In 2016, my husband and I decided to leave our bustling San Francisco lives and see what it feels like to live in Carmel-by-the-Sea on California’s central coast, a place we both knew and loved. Within a few months we decided to stay, and my art practice was unexpectedly transformed.
Stimulating city sights and sounds were replaced by mists, twisting cypresses, falling asleep to the sound of the sea and year-round flowers. Almost immediately, I felt called to use flowers as my subjects, and so I began my Flora Portraits series. Now I spend my days in the company of flowers, gathering them, photographing them for references, writing about them in my art journals and painting them. They are symbols of beauty, yes, but they are also messengers. They tell us stories about the power of strength within seeming fragility, of hope, grace, resilience and renewal. They can be our teachers and transform our lives, if we slow down long enough to see and listen.
Aspire, oil on linen, 36 x 24" (91 x 60 cm) I painted the first layer of these joyful anemones opaquely, using paint without medium. For the subsequent layers, I used glazes, seeking dramatic value shifts within each flower. The biggest challenge was the background. I needed something dark enough to show the white flower, but light enough to illuminate the dark one. After several layers, I ultimately found the perfect creamy color, which I applied from dark to light, top to bottom.
Some of these paintings are portraits of an individual flower, exaggerated in scale, which becomes a metaphor for grace, resilience and joy. Other paintings are composed of multiple flowers, arranged lying on a flat surface so that their cast shadows are equal subjects in the painting. Each flower or garden I paint is a powerful individual presence to me. I try to evoke its inner essence and keep alive forever the messages it offers to the world.
When I begin a painting, I spend several days or weeks gathering flowers and “playing” with them. I want to see them in early morning or late afternoon light—when the shadows are long and tinged with violet. Eventually, after several days, I will find an arrangement that sings to me. Then I photograph them (always in morning or late afternoon sunlight) for my reference photos, put the flowers in vases in my studio to be my companions and get to work on the canvas.
I paint in oils, using a process that is a hybrid of the alla prima and indirect painting methods. The first layer of paint is alla prima, in which I lay in the entire painting using oil paint with the tiniest bit of linseed oil when needed. In this stage, I focus only on hue, form and value, and try not to get too absorbed in details (this is hard because I love painting details!). Once that layer is dry, I use the indirect method of multiple transparent glazed layers to create detail and depth, and I use opaque paint for the highlights. I will often repaint the background several times as well—balancing warm versus cool, dark versus light—to make my subjects pop.
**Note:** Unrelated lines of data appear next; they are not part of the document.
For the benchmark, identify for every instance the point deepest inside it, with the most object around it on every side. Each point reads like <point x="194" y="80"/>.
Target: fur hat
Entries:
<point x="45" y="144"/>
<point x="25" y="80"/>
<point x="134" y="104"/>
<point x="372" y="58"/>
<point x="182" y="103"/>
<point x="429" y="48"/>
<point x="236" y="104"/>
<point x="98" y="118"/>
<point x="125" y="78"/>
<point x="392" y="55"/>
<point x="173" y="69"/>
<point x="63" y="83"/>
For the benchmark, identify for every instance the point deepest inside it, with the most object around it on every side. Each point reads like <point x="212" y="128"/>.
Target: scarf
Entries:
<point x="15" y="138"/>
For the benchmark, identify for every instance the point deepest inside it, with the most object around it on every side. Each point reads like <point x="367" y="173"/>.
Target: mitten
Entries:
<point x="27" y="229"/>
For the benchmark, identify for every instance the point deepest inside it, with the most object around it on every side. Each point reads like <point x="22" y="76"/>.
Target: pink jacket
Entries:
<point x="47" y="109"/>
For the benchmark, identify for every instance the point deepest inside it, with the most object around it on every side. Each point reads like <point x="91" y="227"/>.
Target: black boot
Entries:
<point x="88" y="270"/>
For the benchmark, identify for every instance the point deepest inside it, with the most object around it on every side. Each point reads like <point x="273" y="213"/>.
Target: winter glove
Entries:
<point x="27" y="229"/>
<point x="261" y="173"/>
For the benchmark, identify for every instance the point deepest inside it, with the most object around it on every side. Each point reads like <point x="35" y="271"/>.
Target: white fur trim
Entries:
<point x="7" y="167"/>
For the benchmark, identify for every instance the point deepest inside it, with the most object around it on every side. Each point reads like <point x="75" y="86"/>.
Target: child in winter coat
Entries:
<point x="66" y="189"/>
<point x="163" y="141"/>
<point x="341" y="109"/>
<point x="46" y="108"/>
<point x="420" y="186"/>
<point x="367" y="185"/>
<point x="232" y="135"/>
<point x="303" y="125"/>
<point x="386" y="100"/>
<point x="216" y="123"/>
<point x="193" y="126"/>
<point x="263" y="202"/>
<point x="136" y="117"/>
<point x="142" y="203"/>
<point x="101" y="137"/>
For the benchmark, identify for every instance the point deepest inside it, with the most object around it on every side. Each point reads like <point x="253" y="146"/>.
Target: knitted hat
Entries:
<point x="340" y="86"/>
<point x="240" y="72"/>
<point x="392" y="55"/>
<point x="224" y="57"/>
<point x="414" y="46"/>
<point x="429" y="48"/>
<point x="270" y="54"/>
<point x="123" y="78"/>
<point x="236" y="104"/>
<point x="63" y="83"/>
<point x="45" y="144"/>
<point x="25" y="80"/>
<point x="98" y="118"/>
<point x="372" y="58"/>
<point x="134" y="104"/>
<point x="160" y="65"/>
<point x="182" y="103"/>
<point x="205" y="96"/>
I am a slow painter. Each painting takes three to six weeks to complete, depending upon the size of the canvas. I paint slowly by necessity, but more importantly by intention. I love my art practice so much that I choose to be there for it, day by day, year by year. My devotion to slow painting anchors and steadies me, which is a wondrous thing in our increasingly noisy, fast-paced world.
My Art in the Making Victoria’s Beauty
For this painting of two irises and a peony, I photographed each flower individually, outdoors in morning sunlight. Then I used the Procreate app to combine the images into a pleasing composition. I toned the canvas with titanium white, burnt sienna and manganese violet, thinned with Gamsol. Next, I lightly sketched in the flowers using a white pastel crayon. Once I began painting, I viewed my reference photos on an iPad when needed.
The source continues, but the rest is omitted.